Since my mid-teens, I’ve lived in different places. But being a product of both displacement and the township of Tembisa, the narrative sharply cuts through the middle.

With a picturesque experimental backdrop of a childhood of constant trouble and impropriety that landed one into a day’s ass-whooping. The narrative is pale in comparison to the rowdy fights, hooliganism of stealing bikes from neighbouring suburb kids, and the thrill of the high.

I was heading to a friend’s place – the blue skies abreast of greyish porous clouds, habitually letting in the shimmering light moved above the head of the taxi I was in. Someone had paid with a R200 note for the normal R10 fare, and the Zulu taxi driver – waving his heavy, sweaty arm in the air in contempt – continually lectured us about the obscenity of paying with such big money for a local trip. The froth began to gather over his mouth like a rabid dog, but the minced words were insignificant and boring because the passengers were more focused on the energy and the controversy empowered by the lyrics of the music in the background, about a man who’d taken his life upon catching his wife in bed with the neighbourhood unemployed drunkard, alas a drunkard!

When we came to a halt by the pavement, to fill the empty seats. I was in great deal shock at the event of seeing some of my childhood friends, working as the local ‘fill-the-taxi-with-passengers-for the driver’ boys. To shed light on the shock. By description, the profession requires someone to be immersed in the drug sensation: nyaope. They have to be combatively resistant against water, overall your hygiene must be appalling.

They all huddled competitively around the taxi like a beehive, one trying to gather as many passengers as the next, later giving whatever little amount to the driver.

As I stared out the window, I came in contact with red eyes, sunken deeply into their sockets, squinting half-dead into a reality that had been reduced into smoke and mirrors. My eyes fell immediately onto my lap, as if answers for the sudden guilt were miraculously sewn to my jeans. The guilt crept and became exceedingly overwhelming. Memories with my now zombie-reduced old friends flashed before my eyes; each stacked on top of each other like a photo album – all scattered pictures.

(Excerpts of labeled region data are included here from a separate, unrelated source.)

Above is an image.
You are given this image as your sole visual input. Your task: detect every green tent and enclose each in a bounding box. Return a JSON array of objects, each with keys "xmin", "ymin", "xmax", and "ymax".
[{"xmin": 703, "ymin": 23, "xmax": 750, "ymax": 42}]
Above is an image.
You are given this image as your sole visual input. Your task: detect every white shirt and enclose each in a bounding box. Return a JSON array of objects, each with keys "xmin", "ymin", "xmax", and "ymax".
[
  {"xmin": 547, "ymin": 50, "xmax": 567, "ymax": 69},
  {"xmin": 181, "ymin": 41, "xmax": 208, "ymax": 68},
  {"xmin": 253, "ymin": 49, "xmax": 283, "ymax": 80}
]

The guilt rose from the fact that we all began experimenting together. This was made even worse by the fact that, even though I’m in varsity and deemed better off, I also have substance abuse problems of my own.

Getting off and lecturing them was beyond ends to my means. At the corner of my teary eye, the beauty and majesty of the dusty roads of Umnonjaneni section, Tembisa, which bred me, became animate. All the innocence of childhood gushed through my veins like waves over the shore, and the memories of yesterday left a bitter-sweet taste.

As steadfast as possible, the driver clutched gears and gave way to my destination. All the scent of the place that was once my humble abode became faint with each gathering pace of the taxi.